Information Systems Security / Corporate Security Officer (CSO)

ITCON Services is seeking an experienced and highly skilled Information Systems Security / Corporate Security Officer (CSO) to provide security leadership across multiple federal and corporate information systems in a fast‐paced, mission‐driven environment. The ideal candidate is a proactive security leader with deep knowledge of federal cybersecurity standards, enterprise risk management, cloud security, and the Risk Management Framework (RMF).
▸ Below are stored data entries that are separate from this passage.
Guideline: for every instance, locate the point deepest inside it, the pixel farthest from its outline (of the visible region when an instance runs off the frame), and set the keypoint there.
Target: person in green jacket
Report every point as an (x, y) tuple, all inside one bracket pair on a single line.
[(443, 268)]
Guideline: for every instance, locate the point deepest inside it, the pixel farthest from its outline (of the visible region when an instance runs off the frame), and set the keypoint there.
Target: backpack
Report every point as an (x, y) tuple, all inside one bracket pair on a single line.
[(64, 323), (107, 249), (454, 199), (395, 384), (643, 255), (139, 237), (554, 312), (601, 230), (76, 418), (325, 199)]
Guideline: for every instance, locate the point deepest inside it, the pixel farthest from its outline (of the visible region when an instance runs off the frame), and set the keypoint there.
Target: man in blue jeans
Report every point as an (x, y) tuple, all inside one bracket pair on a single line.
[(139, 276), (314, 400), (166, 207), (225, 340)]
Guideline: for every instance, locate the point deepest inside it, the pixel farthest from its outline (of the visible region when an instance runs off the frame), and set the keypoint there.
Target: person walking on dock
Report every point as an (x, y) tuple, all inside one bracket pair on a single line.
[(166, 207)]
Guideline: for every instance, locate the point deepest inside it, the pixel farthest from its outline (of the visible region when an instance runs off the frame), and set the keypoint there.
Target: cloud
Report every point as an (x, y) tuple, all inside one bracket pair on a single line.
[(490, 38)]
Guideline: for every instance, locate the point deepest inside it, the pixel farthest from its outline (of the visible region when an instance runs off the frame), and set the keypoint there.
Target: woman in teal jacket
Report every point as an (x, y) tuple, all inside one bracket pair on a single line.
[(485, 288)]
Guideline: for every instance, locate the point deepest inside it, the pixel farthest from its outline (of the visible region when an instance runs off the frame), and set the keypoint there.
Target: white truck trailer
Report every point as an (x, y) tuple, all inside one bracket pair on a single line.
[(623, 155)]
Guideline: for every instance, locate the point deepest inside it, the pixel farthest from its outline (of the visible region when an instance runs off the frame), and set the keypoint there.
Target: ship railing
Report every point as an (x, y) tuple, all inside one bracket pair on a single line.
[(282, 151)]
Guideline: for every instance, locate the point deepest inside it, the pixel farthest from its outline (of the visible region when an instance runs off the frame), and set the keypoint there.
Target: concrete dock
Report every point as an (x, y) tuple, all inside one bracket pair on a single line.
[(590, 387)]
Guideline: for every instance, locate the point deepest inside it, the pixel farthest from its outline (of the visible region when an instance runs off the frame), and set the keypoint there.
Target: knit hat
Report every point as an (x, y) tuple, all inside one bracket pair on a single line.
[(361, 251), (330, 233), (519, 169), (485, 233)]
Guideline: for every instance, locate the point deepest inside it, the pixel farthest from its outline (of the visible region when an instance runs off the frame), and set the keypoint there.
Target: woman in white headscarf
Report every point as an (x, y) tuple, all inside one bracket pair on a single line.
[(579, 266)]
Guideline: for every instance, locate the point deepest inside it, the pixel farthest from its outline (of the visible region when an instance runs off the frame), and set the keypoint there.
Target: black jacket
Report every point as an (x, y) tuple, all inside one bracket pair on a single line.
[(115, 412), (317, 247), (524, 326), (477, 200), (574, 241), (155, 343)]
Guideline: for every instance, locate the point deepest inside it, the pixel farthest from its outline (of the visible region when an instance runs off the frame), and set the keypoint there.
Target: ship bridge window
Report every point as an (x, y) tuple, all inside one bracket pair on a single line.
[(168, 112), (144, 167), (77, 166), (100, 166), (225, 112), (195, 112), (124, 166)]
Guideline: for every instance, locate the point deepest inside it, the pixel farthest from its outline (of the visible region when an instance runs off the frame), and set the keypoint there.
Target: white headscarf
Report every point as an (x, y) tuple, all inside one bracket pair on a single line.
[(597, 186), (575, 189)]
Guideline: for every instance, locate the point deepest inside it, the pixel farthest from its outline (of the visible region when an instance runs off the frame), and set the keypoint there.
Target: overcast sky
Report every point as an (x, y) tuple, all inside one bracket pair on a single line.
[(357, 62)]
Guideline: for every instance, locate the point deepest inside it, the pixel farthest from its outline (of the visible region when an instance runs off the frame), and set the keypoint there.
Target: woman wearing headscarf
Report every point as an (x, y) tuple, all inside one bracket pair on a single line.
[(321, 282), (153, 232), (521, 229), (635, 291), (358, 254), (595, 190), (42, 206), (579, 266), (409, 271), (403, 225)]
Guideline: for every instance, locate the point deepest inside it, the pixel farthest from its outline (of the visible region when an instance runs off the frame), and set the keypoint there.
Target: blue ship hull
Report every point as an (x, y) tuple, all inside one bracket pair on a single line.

This role partners closely with engineering, development, leadership, and customer teams while supporting security governance and solution design across multiple programs.

At ITCON, we offer competitive compensation, paid training and development opportunities, healthcare benefits that start on your first day, commuter benefits, work-life balance, and the opportunity to work alongside an amazing and growing team.

Applicant must be a permanent resident or citizen of the United States and clearable for Public Trust clearance with the U.S. Government.

---

Key Responsibilities

Security Governance, Vulnerability Management & Operations

• Lead enterprise vulnerability management activities, including scanning, analysis, and risk triage across multiple systems and environments.
• Interpret scan results and direct prioritized remediation plans.
• Coordinate with engineering and development teams to ensure timely remediation and patching.
• Track and manage Plans of Action & Milestones (POA&Ms), ensuring risk mitigation is completed within required timeframes.
• Oversee operational security processes to protect corporate and federal information systems.

RMF, ATO, and Corporate Compliance

• Develop and maintain complete ATO packages and security documentation (e.g., SSPs, SARs, CMPs, Contingency Plans).
• Lead Certification & Accreditation (C&A) activities using NIST 800-53 and other federal security frameworks.
• Ensure compliance in FedRAMP, Azure, AWS, PCI DSS, and multi-tenant cloud environments.
• Conduct ongoing system monitoring, continuous diagnostics, and reporting for internal leadership and federal stakeholders.

Security Architecture & Engineering

• Design, recommend, and validate integrated security solutions to protect sensitive and proprietary data.
• Design and implement enterprise security controls including firewalls, Web Application Firewalls (WAFs), and SIEM tooling.
• Provide technical security engineering services, including secure configuration, hardening, and architecture review.
• Translate business and security requirements into actionable technical designs during strategic planning.

Cloud Security & DevSecOps Integration

• Apply modern cloud security concepts, including identity, access, governance, logging, and workload protection.
• Provide oversight of edge security platforms such as Akamai or Azure Front Door.
• Partner with DevSecOps and engineering teams to integrate security controls into CI/CD pipelines.
• Assess cloud posture, drive remediation, and communicate overall system risk.

Collaboration, Communication & Leadership

• Serve as a senior security advisor to technical teams, corporate leadership, and federal clients.
• Contribute to the development and enforcement of internal security best practices.
• Support proposal development by providing technical security content and solution input.
• Represent the organization in security-focused discussions, reviews, and assessments.

---

Required Skills and Qualifications

• 6+ years of experience supporting regulatory, audit, or compliance programs for secure cloud or federal systems.
• 4–6 years hands-on experience in an Information Security, ISSO, or corporate security leadership role for major enterprise or federal systems.
• Strong understanding of NIST 800-series, FISMA, RMF, continuous monitoring, and federal security control requirements.
• Demonstrated experience in:
  • Vulnerability scanning and interpretation
  • Managing ATO/C&A activities
  • Selecting and implementing security controls
  • Cloud security engineering (Azure, AWS, GovCloud, FedRAMP)
  • Monitoring and managing multi-organization compliance
  • Communicating complex security concepts in business-friendly language
• Experience with DevSecOps processes and secure SDLC practices.
• Bachelor's degree in STEM (Science, Technology, Engineering, Mathematics).
• U.S. Citizen or Permanent Resident; eligible for Public Trust clearance.

---

Desired Skills and Qualifications

• 7+ years of experience in security operations, incident investigation, and network security monitoring.
• Experience developing system/application certification and accreditation documentation.
• Experience working in Agile / SAFe environments and supporting testing activities.
• Experience conducting risk assessments, threat identification, security categorization, gap analysis, and compliance reporting.
• Active certifications preferred:
  • CISSP (Certified Information Systems Security Professional)
  • CAP (Certified Authorization Professional)
  • Other relevant certifications (Security+, CISM, CCSP) a plus.